Catechists As Faith Coaches

In today’s world, the concept of “coaches” has really grown. Now, we not only have coaches for sports, but we have business coaches, relationship coaches, life coaches, and so on. (if you don’t know what I’m talking about, just Google life coaches and you’ll see what I mean)

I like to think of catechists as “faith coaches.” I used this term last night when I spent the evening with the 6th grade families at St. Julian Eymard in Elk Grove Village. The DRE made a plug for one more 6th grade catechist and she encouraged the dads who were present to consider serving as a catechist. As I began my presentation, I added a plug, telling the folks that I was an 8th grade catechist and making the following comment to the dads: “I think a lot of us guys are more comfortable volunteering for coaching positions. We feel confident coaching sports: baseball, football, basketball. Well, I like to think of catechists as “faith coaches!” We are training our young people to learn the art of living as disciples of Jesus. We are teaching skills and concepts for a way of life. So I encourage you to consider this invitation…these kids need you.”

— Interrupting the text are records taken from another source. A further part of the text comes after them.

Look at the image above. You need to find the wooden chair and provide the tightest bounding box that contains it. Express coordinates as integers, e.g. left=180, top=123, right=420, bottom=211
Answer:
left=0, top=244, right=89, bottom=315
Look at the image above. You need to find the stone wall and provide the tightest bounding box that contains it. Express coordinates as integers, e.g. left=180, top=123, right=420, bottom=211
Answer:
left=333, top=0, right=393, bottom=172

I’m not sure what kind of response the DRE got but I know that a number of the parents and especially the dads appeared to be listening intently as I shared this comparison. Perhaps it was a new way of thinking about the concept of serving as a catechist that shifted the emphasis from nurturing to empowering.

The term coach originally was used solely to refer to a carriage: a buggy that carried people…a form of transport. In 18th century England, specifically at Oxford University, the word coarch came to be used as a slang  term to refer to someone who “carried” students through exams. As catechists, we “carry” those we teach through the challenges of life which test one’s faith. Let us pray that we “carry” well!

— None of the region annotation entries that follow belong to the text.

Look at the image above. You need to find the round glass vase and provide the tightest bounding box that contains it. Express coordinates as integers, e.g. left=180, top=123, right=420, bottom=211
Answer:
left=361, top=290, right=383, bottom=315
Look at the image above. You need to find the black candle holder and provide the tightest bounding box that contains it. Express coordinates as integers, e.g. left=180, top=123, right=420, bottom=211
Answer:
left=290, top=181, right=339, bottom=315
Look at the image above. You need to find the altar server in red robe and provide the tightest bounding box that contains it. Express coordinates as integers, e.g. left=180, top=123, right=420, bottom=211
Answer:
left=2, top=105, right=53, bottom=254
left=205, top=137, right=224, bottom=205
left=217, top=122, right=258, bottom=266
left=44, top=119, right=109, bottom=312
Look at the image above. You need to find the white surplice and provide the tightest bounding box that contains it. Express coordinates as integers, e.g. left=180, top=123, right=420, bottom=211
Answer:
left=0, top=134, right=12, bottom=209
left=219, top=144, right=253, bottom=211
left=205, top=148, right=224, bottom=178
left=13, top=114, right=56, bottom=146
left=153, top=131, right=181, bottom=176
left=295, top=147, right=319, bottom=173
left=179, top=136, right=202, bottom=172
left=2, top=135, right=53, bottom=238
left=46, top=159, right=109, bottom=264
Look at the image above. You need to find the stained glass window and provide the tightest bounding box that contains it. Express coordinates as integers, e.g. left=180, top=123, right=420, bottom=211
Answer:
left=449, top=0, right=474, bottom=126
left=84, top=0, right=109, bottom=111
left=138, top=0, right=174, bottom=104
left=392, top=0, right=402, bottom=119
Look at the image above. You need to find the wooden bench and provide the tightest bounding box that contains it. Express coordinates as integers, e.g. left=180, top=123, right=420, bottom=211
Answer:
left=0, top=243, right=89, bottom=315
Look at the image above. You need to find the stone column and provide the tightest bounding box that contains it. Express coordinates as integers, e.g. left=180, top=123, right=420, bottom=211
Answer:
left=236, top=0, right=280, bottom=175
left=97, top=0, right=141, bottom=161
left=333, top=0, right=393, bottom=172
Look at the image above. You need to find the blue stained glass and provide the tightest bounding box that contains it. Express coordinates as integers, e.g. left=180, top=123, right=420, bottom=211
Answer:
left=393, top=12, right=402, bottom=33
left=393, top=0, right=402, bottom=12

About Joe Paprocki 2648 Articles
Joe Paprocki, DMin, is National Consultant for Faith Formation at Loyola Press, where, in addition to his traveling/speaking responsibilities, he works on the development team for faith formation curriculum resources including Finding God: Our Response to God’s Gifts and God’s Gift: Reconciliation and Eucharist. Joe has more than 35 years of experience in ministry and has presented keynotes, presentations, and workshops in more than 100 dioceses in North America. Joe is a frequent presenter at national conferences including the Los Angeles Religious Education Congress, the Mid-Atlantic Congress, and the National Conference for Catechetical Leadership. He is the author of numerous books, including the best seller The Catechist’s Toolbox, A Church on the Move, Under the Influence of Jesus, and Called to Be Catholic—a bilingual, foundational supplemental program that helps young people know their faith and grow in their relationship with God. Joe is also the series editor for the Effective Catechetical Leader and blogs about his experiences in faith formation at www.catechistsjourney.com.

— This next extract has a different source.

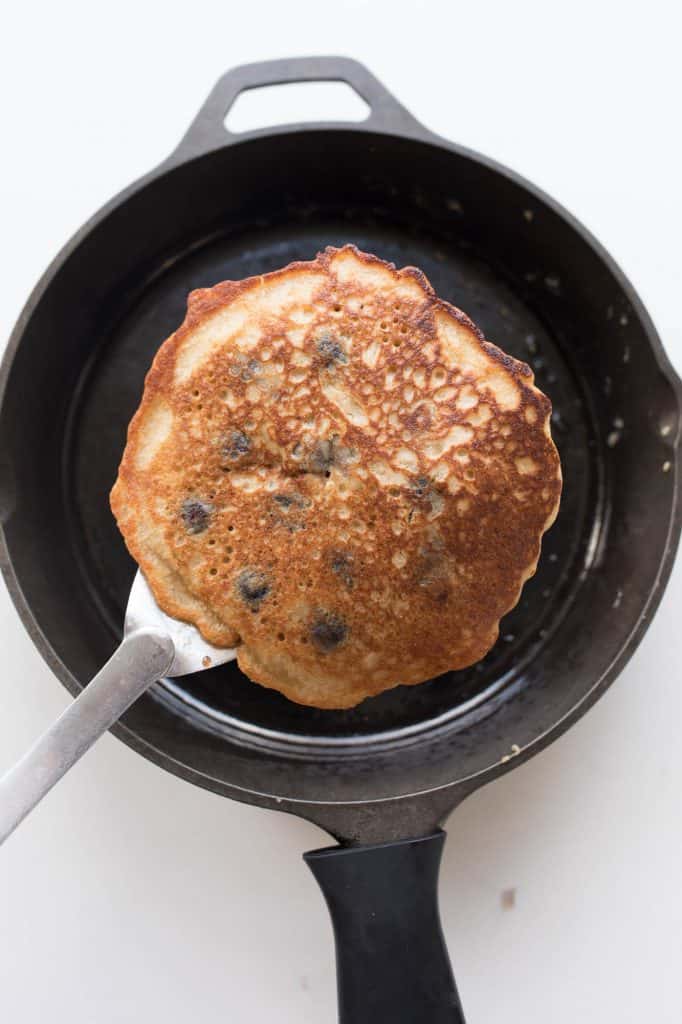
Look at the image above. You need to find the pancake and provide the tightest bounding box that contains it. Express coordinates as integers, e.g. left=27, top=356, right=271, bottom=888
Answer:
left=112, top=246, right=561, bottom=709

3 Comments on Catechists As Faith Coaches

  1. Joe,

    I could not agree more! I love to teach and pray with my class as a coach. I also like having an impact on the young men saying we can pray together and afterwards we can toss the football around! Step up Guys!

    Joe D.

  2. Joe,

    I am CRE for our church. I will certainly use this the “coach” approach in recruiting new catechists. Ironically, my newest catechist is a baseball coach. I love the enthusiasm and love for kids he brings with him. He also considered becoming a priest before God chose a different path for him. I am so glad the Holy Spirit finally called him into our program. The kids look at him with awe and respect. What a wonderful role model of faith he will be! Thank you Lord for telling me I had to speak to the congregation. Thank you for putting the words in my mouth and opening ears. Thank you Joe for giving me more ideas for our program!

    Blessings
    Bonnie

  3. Bonnie, thanks for sharing your wonderful news! Cool story about recruiting a baseball coach to be a catechist…in many ways, his coaching experience will benefit him as a catechist! Best wishes and keep in touch.